Most of the groups, including by the one I was in, talked about using Skype and creating robust websites with threaded discussions, beefing up electronic resources and communications, training teachers to use Class Management Systems like Drupal, FirstClass or Moodle. The goal? To continue the educational experience in both asynchronous and synchronous settings, with as little disruption to the school year as possible. Obviously this would take a lot of training and support, but hey, the kids come first, right? In my group were Dave Cormier and Nancy White, and one of them (I think Dave, but possibly Nancy) came up with this radical statement:
This type of quarantine/closing would only last a couple of months at most – what’s the harm in letting students have a vacation? why not let them play and enjoy, rather than forcing them to “do school”?

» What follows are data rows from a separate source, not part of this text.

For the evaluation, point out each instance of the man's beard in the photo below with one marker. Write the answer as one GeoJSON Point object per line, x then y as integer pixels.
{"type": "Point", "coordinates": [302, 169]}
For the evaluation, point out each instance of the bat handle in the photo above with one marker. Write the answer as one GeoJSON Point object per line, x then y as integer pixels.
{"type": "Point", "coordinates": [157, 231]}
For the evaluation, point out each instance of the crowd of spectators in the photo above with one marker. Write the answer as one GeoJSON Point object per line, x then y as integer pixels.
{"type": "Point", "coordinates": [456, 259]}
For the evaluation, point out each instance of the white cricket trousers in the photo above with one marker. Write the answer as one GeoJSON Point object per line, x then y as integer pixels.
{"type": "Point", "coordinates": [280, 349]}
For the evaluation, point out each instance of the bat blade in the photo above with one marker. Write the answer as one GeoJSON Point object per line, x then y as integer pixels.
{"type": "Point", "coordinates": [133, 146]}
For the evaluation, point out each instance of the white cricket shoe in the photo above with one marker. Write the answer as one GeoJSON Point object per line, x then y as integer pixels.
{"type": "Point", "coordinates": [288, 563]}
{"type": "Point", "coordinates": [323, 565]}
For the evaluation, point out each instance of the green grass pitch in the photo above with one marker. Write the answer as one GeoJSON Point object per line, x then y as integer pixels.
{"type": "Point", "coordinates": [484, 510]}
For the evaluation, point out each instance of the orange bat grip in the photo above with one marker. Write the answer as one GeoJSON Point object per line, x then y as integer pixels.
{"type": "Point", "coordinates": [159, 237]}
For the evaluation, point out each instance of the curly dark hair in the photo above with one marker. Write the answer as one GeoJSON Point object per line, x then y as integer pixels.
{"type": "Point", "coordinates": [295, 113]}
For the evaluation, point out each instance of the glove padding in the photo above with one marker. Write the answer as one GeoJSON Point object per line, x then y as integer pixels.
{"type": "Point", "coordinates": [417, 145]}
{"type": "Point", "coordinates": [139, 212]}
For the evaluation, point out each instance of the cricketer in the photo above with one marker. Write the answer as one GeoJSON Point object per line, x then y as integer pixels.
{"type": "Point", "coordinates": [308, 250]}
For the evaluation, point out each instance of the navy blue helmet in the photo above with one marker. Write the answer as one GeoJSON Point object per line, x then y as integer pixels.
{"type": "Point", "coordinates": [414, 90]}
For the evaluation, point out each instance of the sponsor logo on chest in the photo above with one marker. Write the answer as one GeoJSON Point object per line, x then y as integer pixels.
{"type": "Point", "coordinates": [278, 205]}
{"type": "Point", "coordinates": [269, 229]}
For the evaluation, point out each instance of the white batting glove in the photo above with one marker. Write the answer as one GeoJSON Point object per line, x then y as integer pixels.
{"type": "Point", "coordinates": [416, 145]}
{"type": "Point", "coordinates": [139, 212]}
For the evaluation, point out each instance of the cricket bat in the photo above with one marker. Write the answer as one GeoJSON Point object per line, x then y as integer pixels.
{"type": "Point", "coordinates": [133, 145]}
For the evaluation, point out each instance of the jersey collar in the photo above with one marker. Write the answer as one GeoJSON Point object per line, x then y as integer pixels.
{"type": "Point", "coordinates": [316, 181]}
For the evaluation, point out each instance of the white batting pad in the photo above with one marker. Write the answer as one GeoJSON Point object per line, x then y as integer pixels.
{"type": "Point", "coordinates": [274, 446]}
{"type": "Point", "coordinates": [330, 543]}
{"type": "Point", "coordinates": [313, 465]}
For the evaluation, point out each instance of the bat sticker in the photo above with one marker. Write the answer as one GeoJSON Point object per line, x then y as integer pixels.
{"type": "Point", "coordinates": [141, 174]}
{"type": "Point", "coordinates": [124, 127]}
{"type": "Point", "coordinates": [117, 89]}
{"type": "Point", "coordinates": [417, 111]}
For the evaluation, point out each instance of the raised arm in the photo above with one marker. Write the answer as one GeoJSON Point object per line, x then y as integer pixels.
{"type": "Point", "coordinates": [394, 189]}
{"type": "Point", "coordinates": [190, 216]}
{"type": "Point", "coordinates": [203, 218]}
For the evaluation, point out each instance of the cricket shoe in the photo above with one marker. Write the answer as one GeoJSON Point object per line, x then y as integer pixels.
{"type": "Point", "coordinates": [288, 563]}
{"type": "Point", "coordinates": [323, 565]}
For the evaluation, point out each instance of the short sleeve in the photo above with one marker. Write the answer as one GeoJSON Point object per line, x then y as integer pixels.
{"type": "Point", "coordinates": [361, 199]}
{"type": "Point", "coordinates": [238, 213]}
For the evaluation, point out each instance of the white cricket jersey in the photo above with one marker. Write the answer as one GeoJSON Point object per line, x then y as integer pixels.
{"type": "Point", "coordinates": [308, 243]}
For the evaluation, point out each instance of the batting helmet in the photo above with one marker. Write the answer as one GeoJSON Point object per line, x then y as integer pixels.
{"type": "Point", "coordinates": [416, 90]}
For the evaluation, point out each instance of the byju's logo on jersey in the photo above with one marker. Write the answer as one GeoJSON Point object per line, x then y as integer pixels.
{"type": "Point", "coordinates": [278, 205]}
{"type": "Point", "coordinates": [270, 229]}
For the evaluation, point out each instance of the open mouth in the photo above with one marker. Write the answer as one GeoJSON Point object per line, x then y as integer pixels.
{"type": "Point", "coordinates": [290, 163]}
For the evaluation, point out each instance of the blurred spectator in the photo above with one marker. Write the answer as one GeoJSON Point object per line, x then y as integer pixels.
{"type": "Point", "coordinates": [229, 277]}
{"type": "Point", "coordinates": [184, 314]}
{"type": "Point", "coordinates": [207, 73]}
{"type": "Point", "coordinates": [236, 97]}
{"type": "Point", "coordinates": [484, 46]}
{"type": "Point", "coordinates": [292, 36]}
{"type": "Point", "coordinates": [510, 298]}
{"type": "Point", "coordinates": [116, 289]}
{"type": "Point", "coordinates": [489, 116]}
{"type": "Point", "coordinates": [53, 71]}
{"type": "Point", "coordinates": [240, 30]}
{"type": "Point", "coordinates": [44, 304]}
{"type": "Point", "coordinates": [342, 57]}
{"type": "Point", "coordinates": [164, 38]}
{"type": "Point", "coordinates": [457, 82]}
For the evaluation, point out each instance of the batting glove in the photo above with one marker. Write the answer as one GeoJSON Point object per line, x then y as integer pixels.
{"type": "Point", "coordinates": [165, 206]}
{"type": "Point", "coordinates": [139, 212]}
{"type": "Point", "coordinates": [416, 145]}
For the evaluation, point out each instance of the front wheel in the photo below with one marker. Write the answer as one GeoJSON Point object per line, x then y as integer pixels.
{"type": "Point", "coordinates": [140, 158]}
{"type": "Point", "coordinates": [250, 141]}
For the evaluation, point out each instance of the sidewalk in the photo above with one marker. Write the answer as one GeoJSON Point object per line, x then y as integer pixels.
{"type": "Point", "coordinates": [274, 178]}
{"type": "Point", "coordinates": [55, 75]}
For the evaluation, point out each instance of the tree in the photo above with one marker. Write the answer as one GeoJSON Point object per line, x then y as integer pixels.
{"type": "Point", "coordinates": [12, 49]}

And, of course, that’s the answer we ultimately went with: do nothing.
With Hurricane Sandy bearing down on us, and threats of days with no electricity, I can imagine that conversation taking place in school administrative circles. How many of them will come up with “do nothing”?
When I think of the difference between my childhood and that of many of the students I work with, it’s a little horrifying. My parents “cared”, so I had ballet classes and piano lessons and Hebrew School. That was rare, and most of my classmates had Brownies/Girl Scouts (or Cub/Boy Scouts) and possibly 4H. That left four days after school with nothing planned. GASP! Virtually unheard of today, with so many parents scheduling every second of their children’s lives. I never had a play date, I just hung out with kids who lived near me and occasionally went to a friend’s house or had them over to mine. When we had snow days, sometimes I went outside and played but most of the time I stayed inside and read. Oh, and I got paid to shovel the walk and driveway.
I can only imagine how today’s kids will spend the next few days: can they even do homework on-line if there’s no electricity? Going outside will be difficult if there are downed power lines and tree limbs. What if their area is relatively ok, but their school is closed: will teachers expect them to keep up?
My advice: do nothing. Read. Relax. There’s more than enough time to do the school thing, and far too little time to do the kid thing.